All of the above supports the ideas that the money arrived at Tina Bar while still in a damaged bag during a flood event and/or that it was planted there by human means.
Robert,
I don't think this is
apparent, as you said, but I
am listening.
I find issues with the bag surviving all the way up until Tena Bar, but the rubber bands staying put in the water, when most of the material holding them taught was being chipped away by flow. The bands would have to have stayed elastic, contracting as the money was eaten away by river water, or the packets would wiggle out of their grasp. That limits the amount of time they could have been so affected. It also means that whatever held the bundle in place would likely have to have turned it with rotisserie-like precision, because all four corners of all bills in the famous press photos are more or less uniform.
Also, with the recent info about the diatoms, and with the assertion that they had to enter the bills when fanned out in the water, do you have any thoughts on how a fanned-out packet of bills with a maximum of two sides facing the oncoming water while held in place, would have rounded edges while the insides of the bills were also exposed? Wouldn't some rip in half at the site where the pressure was applied, ie the bands or this other thing holding it in place?

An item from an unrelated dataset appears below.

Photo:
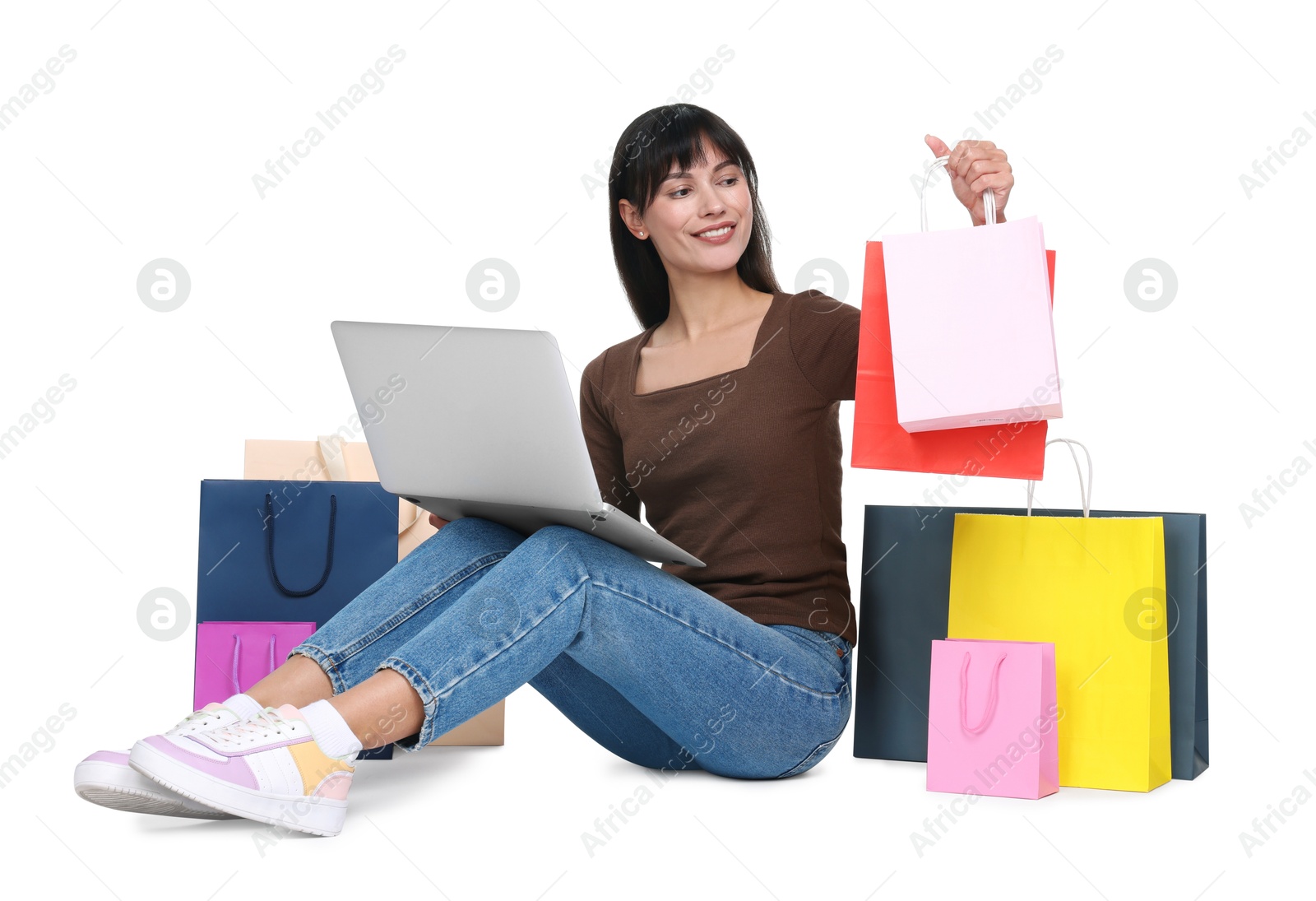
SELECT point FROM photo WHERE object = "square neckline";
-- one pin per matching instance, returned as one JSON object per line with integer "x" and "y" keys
{"x": 648, "y": 332}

Can you provide an example of another man-made object taken from a river that bears the same or similar physical appearance or characteristics including uniformity? Paper, linen, cardboard, or cloth preferred, but not mandatory. I'd be more inclined to agree with an example. Also, why would the bills in the bundle have had no incremental size difference? Usually river rounding on a 3-dimensional object takes place on length, width and height, not just length and width.
I do like your observation that the money would have ended up on the Oregon side if it made a right turn with the river, and I think that your thoughts on the Caterpillar Island and the vortices in the river show you have put a lot of thought into this.